Rather than bringing a combat interrupting element into a fight, you might arrange some way for it to be an exit creating element. A sudden change in the dynamics might have the PCs running from an overwhelming force. Enemies might run because they realize the PCS are an overwhelming force. Some element coming from off-stage might make the escape possible.
5. "Shit, I miscalculated."
If you really need to ditch a combat, you can always ask one of the player’s a question about the damage they did on their last attack or pull on a puzzled face and ask for a moment to look over something. Once you’ve done this, and brought up in the Players minds that something isn’t quite right, you can then proceed to end the combat. "Sorry guys. I miscalculated this guy’s saving throw. You actually got him with that last attack." I don’t recommend fudging of this level unless it is necessary to end a very un-fun combat.
Ok, free bonus on this one, because it just popped into my head.
It’s the classic way to defeat the un-killable enemy in any movie. Blow it up. Very few things can survive a great big explosion, and boring combats have no immunity. If you can introduce the concept that an explosion could occur, then the reason to fight goes away. Maybe the self-destruct was activated and the PCs have a reason to run. Maybe the villain springs an un-encountered trap and massively decreases their own hit points. Maybe there just happen to be an errant grenade rolling around on the battlefield.

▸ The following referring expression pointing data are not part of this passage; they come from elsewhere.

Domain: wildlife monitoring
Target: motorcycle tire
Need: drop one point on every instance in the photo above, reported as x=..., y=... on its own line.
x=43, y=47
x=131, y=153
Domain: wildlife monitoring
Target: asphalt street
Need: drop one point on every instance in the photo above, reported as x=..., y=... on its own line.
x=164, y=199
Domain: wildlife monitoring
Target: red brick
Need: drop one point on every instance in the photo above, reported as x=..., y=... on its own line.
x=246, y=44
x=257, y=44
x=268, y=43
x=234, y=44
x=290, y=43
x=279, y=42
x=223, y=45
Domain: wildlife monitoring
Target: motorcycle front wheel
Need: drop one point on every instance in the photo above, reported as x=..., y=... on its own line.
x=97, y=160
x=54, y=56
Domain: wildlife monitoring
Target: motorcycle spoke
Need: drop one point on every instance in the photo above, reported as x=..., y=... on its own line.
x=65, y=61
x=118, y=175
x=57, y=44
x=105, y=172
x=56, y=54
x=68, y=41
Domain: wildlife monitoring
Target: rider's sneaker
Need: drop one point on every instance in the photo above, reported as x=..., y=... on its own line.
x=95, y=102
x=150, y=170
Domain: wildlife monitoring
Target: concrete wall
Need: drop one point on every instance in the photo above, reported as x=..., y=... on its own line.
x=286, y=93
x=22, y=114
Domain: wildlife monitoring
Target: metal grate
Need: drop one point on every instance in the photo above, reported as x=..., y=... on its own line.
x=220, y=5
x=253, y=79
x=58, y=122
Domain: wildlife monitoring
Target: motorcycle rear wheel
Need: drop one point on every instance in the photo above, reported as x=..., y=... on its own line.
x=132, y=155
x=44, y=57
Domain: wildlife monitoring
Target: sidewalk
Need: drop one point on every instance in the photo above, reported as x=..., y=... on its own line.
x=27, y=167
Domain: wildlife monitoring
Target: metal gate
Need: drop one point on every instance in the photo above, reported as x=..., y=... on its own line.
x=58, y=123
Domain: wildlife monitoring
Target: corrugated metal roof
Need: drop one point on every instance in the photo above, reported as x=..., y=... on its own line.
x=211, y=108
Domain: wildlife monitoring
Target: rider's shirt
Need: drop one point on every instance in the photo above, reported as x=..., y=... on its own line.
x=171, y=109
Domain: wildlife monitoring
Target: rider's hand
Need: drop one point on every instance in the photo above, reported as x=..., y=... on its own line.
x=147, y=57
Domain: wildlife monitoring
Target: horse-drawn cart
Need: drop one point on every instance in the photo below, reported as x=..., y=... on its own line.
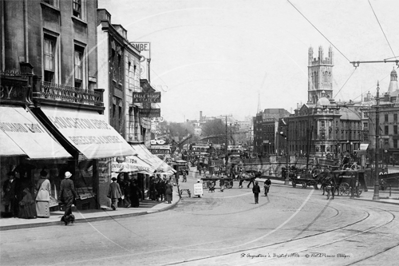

You can trigger an explosive to seemingly defeat an enemy, but have it provide the ability for the BBEG to make an exit. The key to this tactic is in how you introduce the explosive into the combat. Make it look realistic and make it look planed.
Remember, un-fun combats can happen. Watch for player cues to see if a combat is dragging on or becoming tedious. Changing something on the fly is always tricky and sometimes hard to justify as a GM, but an un-fun combat can prevent you from getting into something truly fun farther on in the game. So, have you ever had this situation? How’d you get out of it?